What’s Up, Dock? New York’s Citi Bike Data, Part 1

15 May

It doesn’t take much to make me happy – a loaf of bread, a jug of wine, and a couple-hundred thousand records worth of data to play with. What else does a guy need?

OK, so I’m low maintenance – but what about that dataset? I’m thinking about the monthly data racked up by Citi Bikes, the quick-ride bicycle rental service sponsored in large measure by Citi Bank, the firm whose name bears a serendipitously close resemblance to that of the service itself (must be another case of monkey-at-the-typewriter; it just happened, I guess).  I downloaded the data for February 2014, the latest (and smallest) workbook on offer, here:


The above superlatives aside, it’s still a big file – 224,000 records big – but nothing you can’t handle.

A cousin of sorts to London’s Boris Bike and Paris’ Velib schemes (though that latter, far smaller city has far more biking stations than New York does), Citi Bikes rents the two-wheelers from docking stations 24/7 to denizens needing to get here-to-there with dispatch; it’s a cheaper deal than a cab and, given the New York’s  viscous streets , very possibly faster.

Bear in mind that Citi Bike isn’t citywide. “Station locations are based on population and transit needs, and were selected through a participatory public input process”, its web site lets us know; what it means right now is that its 330 stations teem in the lower half of Manhattan and certain  next-big-thing districts in the west of Brooklyn, (check out its real-time bike-availability map here). As such, one could properly ask if its cycling demographic could be extrapolated to the remainder of the city, much less anywhere else.

In any event, an analysis of the Citi Bike data by Sarah Kaufman of New York University’s Rudin Center for Transportation Policy and Management has something to say about biking and gender, at least among Citi Bikers – namely that far more men – about 68% – lean over the handlebars then women, comparing notably to England’s 73% (see this review, which also points to an upward slope in female cycling in London), even as the Netherlands edges toward parity (Kaufman allows that with wider city coverage of biking services the ratio in New York should flatten as well). In relative terms, the female biking presence looms larger in Brooklyn (see Kaufman’s report).

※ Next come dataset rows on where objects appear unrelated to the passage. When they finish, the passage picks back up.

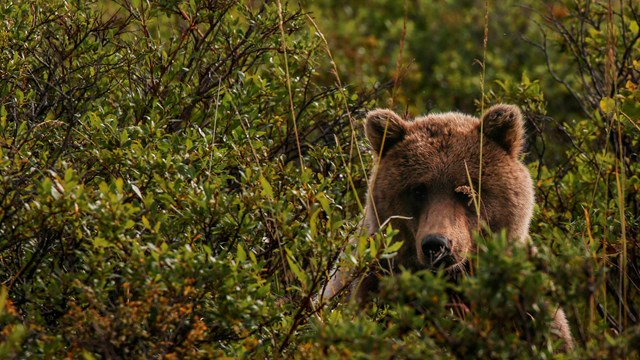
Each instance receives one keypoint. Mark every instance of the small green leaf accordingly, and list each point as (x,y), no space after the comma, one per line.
(100,242)
(608,105)
(267,190)
(241,255)
(302,277)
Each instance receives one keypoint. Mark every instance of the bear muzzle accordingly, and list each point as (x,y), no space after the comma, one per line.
(436,251)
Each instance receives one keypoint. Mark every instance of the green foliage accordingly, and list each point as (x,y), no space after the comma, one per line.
(178,179)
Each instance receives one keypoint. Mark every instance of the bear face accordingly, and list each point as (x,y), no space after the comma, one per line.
(426,182)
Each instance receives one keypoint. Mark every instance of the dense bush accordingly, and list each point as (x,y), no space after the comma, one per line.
(178,178)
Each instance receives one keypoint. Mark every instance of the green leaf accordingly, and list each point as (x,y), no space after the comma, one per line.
(267,190)
(241,255)
(608,105)
(100,242)
(302,277)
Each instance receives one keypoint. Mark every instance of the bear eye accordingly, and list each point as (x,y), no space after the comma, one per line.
(419,193)
(465,194)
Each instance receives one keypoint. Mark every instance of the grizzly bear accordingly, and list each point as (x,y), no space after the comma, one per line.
(421,185)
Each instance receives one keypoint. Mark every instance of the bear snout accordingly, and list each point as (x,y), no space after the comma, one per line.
(436,250)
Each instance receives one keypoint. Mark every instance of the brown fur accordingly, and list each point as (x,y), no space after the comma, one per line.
(421,185)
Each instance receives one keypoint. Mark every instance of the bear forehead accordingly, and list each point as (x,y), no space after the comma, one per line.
(436,126)
(441,148)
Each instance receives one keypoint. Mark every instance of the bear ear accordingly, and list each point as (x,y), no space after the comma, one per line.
(384,129)
(503,124)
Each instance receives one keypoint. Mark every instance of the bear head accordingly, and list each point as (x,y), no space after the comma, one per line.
(426,182)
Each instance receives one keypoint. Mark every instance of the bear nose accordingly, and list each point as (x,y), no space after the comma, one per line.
(434,246)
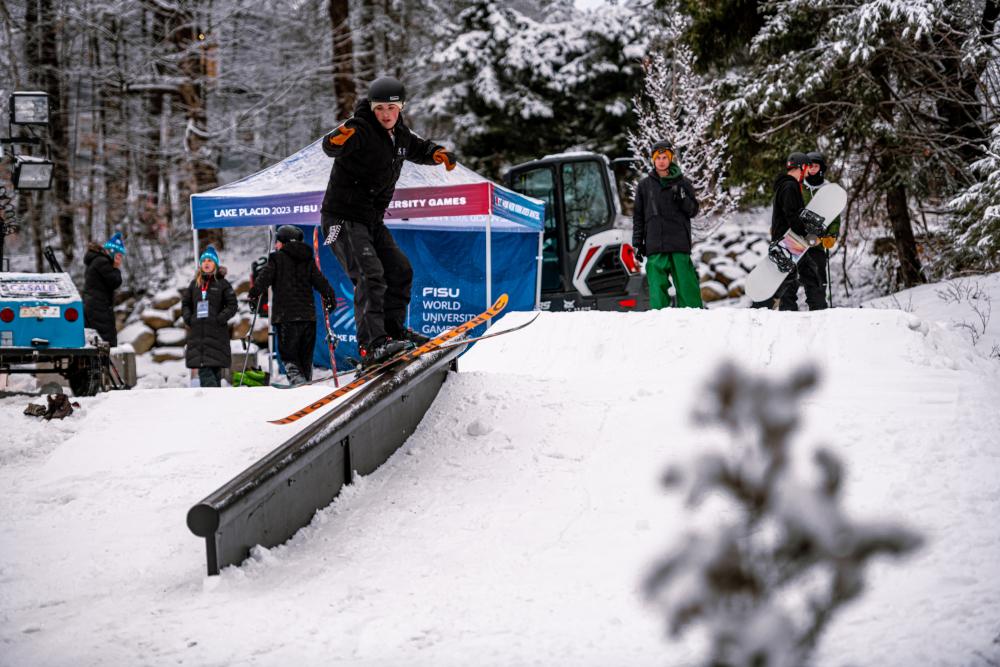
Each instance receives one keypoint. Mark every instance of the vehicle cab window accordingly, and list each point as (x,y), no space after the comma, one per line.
(585,199)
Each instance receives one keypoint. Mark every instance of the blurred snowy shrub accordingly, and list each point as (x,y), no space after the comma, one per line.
(768,579)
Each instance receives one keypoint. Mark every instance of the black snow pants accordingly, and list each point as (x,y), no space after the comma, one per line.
(296,341)
(381,274)
(812,275)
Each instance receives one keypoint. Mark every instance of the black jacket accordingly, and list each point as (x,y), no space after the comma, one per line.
(208,339)
(788,205)
(293,275)
(100,280)
(367,165)
(662,218)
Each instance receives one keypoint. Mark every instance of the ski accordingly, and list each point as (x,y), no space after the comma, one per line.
(402,358)
(492,334)
(327,378)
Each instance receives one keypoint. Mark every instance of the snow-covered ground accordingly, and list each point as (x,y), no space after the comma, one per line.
(517,524)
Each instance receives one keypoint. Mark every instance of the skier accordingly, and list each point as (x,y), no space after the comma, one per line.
(206,306)
(787,206)
(291,271)
(661,230)
(369,149)
(101,278)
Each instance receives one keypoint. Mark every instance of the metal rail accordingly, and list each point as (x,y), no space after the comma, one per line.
(279,494)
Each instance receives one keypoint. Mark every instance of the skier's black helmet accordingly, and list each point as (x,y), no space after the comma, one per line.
(288,233)
(387,90)
(662,146)
(798,160)
(815,157)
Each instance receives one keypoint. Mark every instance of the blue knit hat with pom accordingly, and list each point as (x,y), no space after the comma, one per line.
(115,245)
(210,253)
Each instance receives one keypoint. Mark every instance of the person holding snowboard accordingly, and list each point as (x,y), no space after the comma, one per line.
(785,211)
(814,264)
(661,230)
(206,306)
(100,280)
(291,272)
(369,149)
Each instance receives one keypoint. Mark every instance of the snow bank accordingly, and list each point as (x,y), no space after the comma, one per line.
(517,523)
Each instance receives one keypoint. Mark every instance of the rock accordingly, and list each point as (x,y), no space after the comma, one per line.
(165,299)
(712,290)
(171,336)
(139,336)
(168,354)
(157,319)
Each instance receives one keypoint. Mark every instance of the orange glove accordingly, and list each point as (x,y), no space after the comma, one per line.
(340,136)
(445,157)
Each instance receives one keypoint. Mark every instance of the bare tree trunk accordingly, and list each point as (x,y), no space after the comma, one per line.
(897,207)
(62,152)
(188,41)
(112,104)
(343,58)
(366,56)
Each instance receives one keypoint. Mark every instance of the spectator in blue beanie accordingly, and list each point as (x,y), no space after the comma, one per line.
(102,277)
(207,304)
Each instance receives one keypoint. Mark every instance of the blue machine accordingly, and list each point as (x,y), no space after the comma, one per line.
(41,331)
(39,311)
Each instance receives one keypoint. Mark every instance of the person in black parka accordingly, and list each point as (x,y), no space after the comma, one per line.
(101,278)
(370,148)
(292,274)
(207,304)
(661,230)
(787,207)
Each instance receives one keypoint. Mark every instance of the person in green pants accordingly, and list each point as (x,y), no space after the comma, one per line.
(661,230)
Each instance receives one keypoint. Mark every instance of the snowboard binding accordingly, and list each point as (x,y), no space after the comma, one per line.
(781,256)
(815,225)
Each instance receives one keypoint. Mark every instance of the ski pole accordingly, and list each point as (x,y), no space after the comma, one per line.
(246,340)
(829,282)
(326,319)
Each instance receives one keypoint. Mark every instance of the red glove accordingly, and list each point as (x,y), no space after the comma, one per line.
(445,157)
(340,136)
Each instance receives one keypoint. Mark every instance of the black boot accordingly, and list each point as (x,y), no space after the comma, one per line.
(380,351)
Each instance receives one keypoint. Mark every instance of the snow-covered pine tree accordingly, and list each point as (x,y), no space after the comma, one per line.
(766,580)
(975,228)
(677,105)
(512,87)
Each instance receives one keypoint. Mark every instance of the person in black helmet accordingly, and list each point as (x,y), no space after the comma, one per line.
(785,212)
(291,272)
(369,149)
(661,229)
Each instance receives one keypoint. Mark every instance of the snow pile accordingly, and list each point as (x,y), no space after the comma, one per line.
(518,523)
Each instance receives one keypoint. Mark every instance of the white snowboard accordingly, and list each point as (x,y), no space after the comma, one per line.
(828,202)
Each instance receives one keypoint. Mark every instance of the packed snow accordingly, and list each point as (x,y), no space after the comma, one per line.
(517,524)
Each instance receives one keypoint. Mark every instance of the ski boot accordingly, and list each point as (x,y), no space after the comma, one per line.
(381,351)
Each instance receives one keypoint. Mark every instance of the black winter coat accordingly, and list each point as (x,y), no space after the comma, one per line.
(662,218)
(367,165)
(293,275)
(208,337)
(788,205)
(100,280)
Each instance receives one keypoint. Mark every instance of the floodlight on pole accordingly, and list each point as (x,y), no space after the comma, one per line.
(29,108)
(32,173)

Now to the workbook, and a few data quality issues. First, 6717 records – about 3% of the whole – bear no birth date and gender information; these absentees belong to a cohort Citi Bike calls Customers – riders who purchase one or seven-day user passes and presumably aren’t duty-bound to complete their dossiers. The remaining 97% or so are Subscribers, who remit an annual membership fee entitling themselves to “free” 45-minute rides, after which overtime charges begin to gnaw at their credit cards. Thus if you want to break out the rides by age and/or gender you may want to sort the empty records to the bottom of the stack, and loosen them from the data set with our tried-and-true empty row technique (but don’t delete the records; you may want to rejoin them for other breakouts. You could also filter these inside a pivot table, but admitting blanks to a table could court grouping problems). There are also 101 rides ostensibly launched by men (yes, all men) born in 1917 or earlier – a spry bunch to be sure. And finally, note that the data track numbers of rides, not the numbers of discrete individuals taking them.

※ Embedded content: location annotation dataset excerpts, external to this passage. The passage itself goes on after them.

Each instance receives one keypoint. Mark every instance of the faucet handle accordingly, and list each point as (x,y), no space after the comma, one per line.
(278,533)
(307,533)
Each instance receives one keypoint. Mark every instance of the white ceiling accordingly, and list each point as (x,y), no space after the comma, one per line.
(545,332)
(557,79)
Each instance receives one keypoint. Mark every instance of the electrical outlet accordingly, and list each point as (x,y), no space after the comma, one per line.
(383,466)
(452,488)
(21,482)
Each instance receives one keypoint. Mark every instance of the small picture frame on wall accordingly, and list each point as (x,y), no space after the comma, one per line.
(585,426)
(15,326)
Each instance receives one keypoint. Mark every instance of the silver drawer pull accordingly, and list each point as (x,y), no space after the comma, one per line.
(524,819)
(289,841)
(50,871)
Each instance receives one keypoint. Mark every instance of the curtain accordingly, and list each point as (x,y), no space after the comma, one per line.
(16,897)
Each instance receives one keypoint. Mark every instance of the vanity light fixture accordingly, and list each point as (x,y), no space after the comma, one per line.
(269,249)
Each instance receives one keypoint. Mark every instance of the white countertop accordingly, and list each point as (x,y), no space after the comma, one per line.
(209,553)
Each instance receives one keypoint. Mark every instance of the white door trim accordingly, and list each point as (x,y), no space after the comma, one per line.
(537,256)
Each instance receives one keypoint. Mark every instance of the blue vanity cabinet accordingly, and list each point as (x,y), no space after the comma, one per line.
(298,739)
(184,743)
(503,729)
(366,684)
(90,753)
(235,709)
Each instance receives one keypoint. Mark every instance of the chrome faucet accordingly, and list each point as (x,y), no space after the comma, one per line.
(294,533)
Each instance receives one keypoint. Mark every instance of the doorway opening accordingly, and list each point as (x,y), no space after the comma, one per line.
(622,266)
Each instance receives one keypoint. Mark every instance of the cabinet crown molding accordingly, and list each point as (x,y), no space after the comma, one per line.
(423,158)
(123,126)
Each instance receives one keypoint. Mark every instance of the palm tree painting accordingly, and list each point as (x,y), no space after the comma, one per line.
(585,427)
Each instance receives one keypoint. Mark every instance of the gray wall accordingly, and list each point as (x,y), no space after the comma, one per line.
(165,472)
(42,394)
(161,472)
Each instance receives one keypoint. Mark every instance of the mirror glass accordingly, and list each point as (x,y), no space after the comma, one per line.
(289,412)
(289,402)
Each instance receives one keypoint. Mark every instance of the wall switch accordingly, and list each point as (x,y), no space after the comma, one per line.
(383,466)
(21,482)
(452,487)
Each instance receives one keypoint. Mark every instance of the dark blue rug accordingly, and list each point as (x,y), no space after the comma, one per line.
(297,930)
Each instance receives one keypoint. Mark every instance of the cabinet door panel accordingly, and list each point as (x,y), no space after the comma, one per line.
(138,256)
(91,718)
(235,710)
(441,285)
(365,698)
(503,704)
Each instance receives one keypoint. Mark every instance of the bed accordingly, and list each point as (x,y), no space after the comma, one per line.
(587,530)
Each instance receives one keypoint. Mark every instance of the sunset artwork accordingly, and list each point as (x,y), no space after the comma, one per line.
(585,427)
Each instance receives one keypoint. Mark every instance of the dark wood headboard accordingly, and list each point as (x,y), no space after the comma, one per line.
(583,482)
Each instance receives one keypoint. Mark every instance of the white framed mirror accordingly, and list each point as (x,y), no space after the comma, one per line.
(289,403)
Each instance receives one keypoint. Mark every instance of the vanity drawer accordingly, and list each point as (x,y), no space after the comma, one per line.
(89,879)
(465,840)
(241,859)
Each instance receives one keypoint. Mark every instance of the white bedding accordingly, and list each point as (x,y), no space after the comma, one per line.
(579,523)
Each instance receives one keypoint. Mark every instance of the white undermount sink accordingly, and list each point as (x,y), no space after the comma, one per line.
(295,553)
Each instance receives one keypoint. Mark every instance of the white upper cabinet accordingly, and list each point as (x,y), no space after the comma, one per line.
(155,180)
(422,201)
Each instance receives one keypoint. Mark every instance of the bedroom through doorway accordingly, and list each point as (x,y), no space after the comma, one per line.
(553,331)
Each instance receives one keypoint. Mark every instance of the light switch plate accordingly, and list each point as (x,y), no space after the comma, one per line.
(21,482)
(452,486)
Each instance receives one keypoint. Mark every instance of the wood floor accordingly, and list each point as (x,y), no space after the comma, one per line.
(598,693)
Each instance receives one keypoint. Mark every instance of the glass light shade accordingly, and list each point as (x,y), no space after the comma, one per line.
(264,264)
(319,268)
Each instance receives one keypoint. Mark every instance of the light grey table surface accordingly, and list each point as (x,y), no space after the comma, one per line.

Those qualifications in place, dock your mouse in the gender field and its numeric codes – 1 for male, 2 for female, and 0 for those unknown Customers. Those identities are workable, but for presentation purposes I’d substitute alphas M for 1 and W for 2 via a pair of Find and Replaces, assuming your PC can withstand 224,000 worth of replaces. And there’s no shortage of interesting data combos spearheaded by gender , e.g., this pivot table hour of ride inception by gender:

Row Labels: starttime (Group by Hours only)

Column Labels: gender

Values: gender (Count)


Bet you’re itching to know where those 433 riders actually went between 3 and 4 AM; well, the information is in the data set. (And note that female rides in February accounted for only 19% of all journeys, at some substantial remove from Sarah Kaufman’s global 32%).

And to uncover the gender proportions across the above times, click in the Values area and step through PivotTable Tools > Options >Show Values As > % of Row Total:


Female ridership peaks in midday, and you’re probably unsurprised by its decided underrepresentation at 3 AM.

And then I had a bright idea, an event of sufficient intermittency to leave me no choice but to share it with each and every one of you. The Citi Bank dataset my well be the first I’ve encountered in which each of its records incorporates a pair of latitudes/longitudes – the first fixing the point of ride inception, the second its terminus. And so it seemed to me that if you could plot the distance separating the two latitudes and then the comparable interval for the longitudes, you’d have in effect measured the two perpendicular sides of a right triangle, whereupon the no less tried-and-true Pythagorean theorem could be called off the bench to calculate the distance between start and end stations. Remember a2+b2=c2?

It sounds downright doable, and in fact it is; indeed, I was avid to recount just how and to the inevitable peals of reader appreciation, when Pythagoras tapped me on the shoulder, took me aside, and in his best broken English reminded me that his hypotenuse describes an unrelentingly straight, as-the-crow-flies line, the kind of locus beaming through Manhattan’s rectilinear uproar that only a crow – or a helicopter – could navigate. In reality, though, on-the-ground biking distances could, and probably should, be totalled more unassumingly, by simply adding the latitude-to-latitude and longitude-to-longitude distances – that is, two of the perimeters of that right triangle. Square root? No – more like a square route, then.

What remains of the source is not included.